Joe Yew, treasurer for Oakland, said canceling the deal would have cost the city $15 million to $20 million in termination fees.(MediaNews)
Now, I’ve heard once, or a million times, that Meg Whitman is a “business woman with common sense.” So, Ms. Whitman, let’s see if all that fancy business training says about this deal: would you have paid $15 million to cancel a deal that may (or may not) cost the city about $5 million? A cheat sheet for you, that’s a $10 million loss right there.

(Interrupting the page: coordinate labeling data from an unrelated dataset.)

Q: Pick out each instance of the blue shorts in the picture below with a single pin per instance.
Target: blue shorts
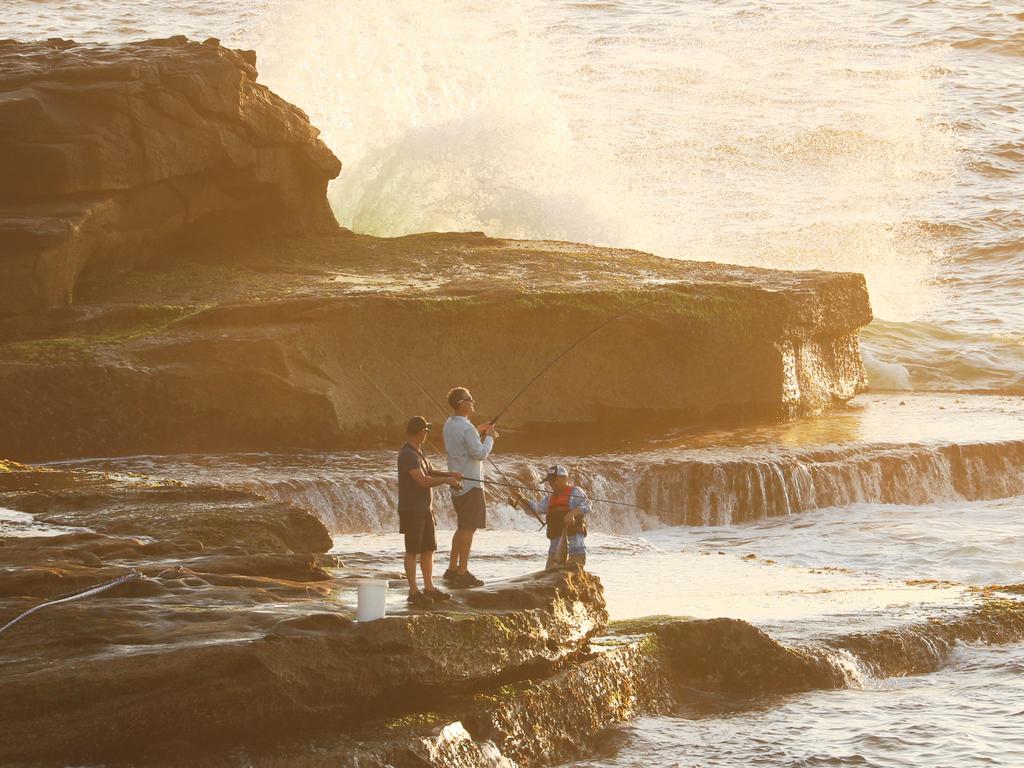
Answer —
(577, 545)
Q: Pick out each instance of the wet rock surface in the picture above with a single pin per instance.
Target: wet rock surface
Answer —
(241, 629)
(114, 154)
(236, 644)
(295, 343)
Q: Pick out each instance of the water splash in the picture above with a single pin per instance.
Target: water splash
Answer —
(696, 131)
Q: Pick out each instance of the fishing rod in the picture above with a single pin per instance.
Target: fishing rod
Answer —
(491, 461)
(401, 411)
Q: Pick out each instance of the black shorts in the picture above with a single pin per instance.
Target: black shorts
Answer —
(419, 530)
(470, 509)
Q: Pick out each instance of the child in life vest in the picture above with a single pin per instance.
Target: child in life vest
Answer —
(565, 510)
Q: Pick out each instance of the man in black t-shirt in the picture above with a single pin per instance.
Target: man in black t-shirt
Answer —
(417, 480)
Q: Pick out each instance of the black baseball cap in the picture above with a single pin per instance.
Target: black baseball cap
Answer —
(417, 424)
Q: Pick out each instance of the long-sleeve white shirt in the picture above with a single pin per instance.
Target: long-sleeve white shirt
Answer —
(466, 451)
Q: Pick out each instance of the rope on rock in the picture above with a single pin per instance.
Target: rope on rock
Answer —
(88, 592)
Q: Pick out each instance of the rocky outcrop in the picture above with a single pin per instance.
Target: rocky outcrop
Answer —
(113, 154)
(308, 343)
(241, 630)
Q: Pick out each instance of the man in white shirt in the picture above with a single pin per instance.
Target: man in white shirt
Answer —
(467, 446)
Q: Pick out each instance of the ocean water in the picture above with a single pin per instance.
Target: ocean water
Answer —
(808, 529)
(880, 136)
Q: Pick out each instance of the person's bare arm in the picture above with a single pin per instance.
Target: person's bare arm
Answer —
(432, 481)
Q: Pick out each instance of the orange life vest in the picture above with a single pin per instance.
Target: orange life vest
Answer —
(558, 507)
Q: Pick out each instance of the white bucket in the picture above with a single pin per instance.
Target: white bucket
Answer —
(372, 599)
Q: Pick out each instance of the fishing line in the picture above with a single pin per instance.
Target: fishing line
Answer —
(441, 408)
(427, 393)
(561, 354)
(590, 498)
(88, 592)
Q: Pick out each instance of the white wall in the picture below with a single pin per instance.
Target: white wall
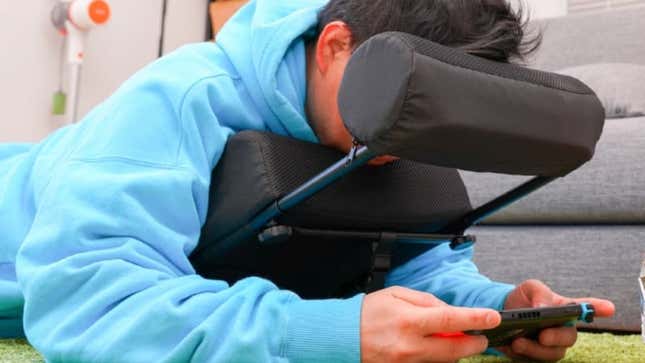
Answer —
(29, 61)
(185, 23)
(547, 8)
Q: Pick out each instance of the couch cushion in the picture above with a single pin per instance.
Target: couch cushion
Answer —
(619, 86)
(600, 37)
(609, 189)
(582, 261)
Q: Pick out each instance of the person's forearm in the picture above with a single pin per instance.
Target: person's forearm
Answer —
(106, 278)
(452, 276)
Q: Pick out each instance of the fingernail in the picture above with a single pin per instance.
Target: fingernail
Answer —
(492, 318)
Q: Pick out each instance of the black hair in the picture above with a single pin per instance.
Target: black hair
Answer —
(490, 29)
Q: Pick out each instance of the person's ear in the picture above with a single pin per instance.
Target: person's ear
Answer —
(334, 43)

But never you mind about that, because there’s a “failure of leadership” there. Not one that Jerry Brown had anything whatsoever to do with, but Whitman has to find something to deflect the glare from her dismal record with Goldman. Basically what she’s alleging is that he made a bad business deal. Of course, it wasn’t Brown at all, but I’m not sure if Whitman really wants to talk about bad business deals. Tough luck for her, because she’s made many of them. Take Skype:
Don’t call it a bust just yet, but it’s fair to say eBay executives aren’t thrilled with what they’re getting out of Skype, which the auction king bought for $2.6 billion two years ago.
On Monday, eBay said it would take a $900 million so-called impairment write-down against the value of Skype. This means that eBay has been forced to reassess the value of the Internet telephony company relative to its overall business today. By recording a charge, the company is essentially saying that it has taken a loss on its original investment.(Cnet)
Yeah, that’s right. Whitman was the one who made the ultimate decision to buy Skype for $2.6 Billion. So, if they are going to point to a standard operating procedure deal with the City of Oakland for $5 million, what are they going to say about a deal that cost her company almost a billion dollars? Does that maker her 200 times more dangerous as the governor?
But this is all about throwing stuff up at the wall and seeing what will stick.
So far no evidence of conflict has arisen between Brown and his sister. But Whitman continued to assert that because Brown hadn’t addressed the issue himself, there were unanswered questions over his relationship with Goldman Sachs.
“At least you have to explain what happened. As far as I know, he has been completely mum on this subject,” she told The Associated Press. (MediaNews)
Whenever you see that whole “it must be true because he hasn’t denied it” bull you know a candidate is desperate. So, why doesn’t she address the rumors that I heard about her:
Meg Whitman is a sociopath who may possibly have eaten live puppies in Tijuana.
Meg Whitman exploited children in vicious labor camps.
Meg Whitman raised two sons who were kicked out of many schools, clubs, and Princeton University for hurling racial epithets.
Except, wait, those last two really happened, so it probably would be nice for Whitman to try to explain that to the California electorate. Asking Brown to explain the Goldman charge is no better than asking Whitman why she eats the puppies.
So, let’s have more talk of Goldman Sachs, please. It’s getting to Team Whitman.